For many proteins, especially eukaryotic proteins, the dominating feature of these cartoons is the unstructured region of the protein. This is where the current article by Williams and coworkers in this issue (Williams et al., 2025) begins to shed some new light. One of the features of AlphaFold predictions that have contributed to their success is the internal evaluation of the reliability of prediction, presented as a per-residue confidence score (pLDDT). Somewhat ironically, as well as helping biologists understand how reliable a structured region of a protein is (for example where the pLDDT score is ≥70), the inverse observation of which parts of the protein are unstructured has been very successful, and highly complementary with the best protein-disorder predictors, for example MobiDB (Piovesan et al., 2023).

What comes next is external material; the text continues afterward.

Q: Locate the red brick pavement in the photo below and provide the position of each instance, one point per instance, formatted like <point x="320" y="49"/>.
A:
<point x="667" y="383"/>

The low-confidence regions suffer a diversity of fates. They are either overinterpreted as somehow being a realistic biophysical representation of the protein, or they are completely dismissed as `spaghetti' and ignored. Williams and coworkers have identified that they represent a largely untapped resource that may contain valuable structural information, and have gone ahead with analysis and classification of the different classes of sub-70 pLDDT types.

The classifications of barbed wire, near-predictive and pseudostructure described in the paper offer a tractable framework for biologists interested in protein disorder, bio­molecular condensation and disorder-to-order transitions to begin to use large-scale databases of predictive 3D models in their research.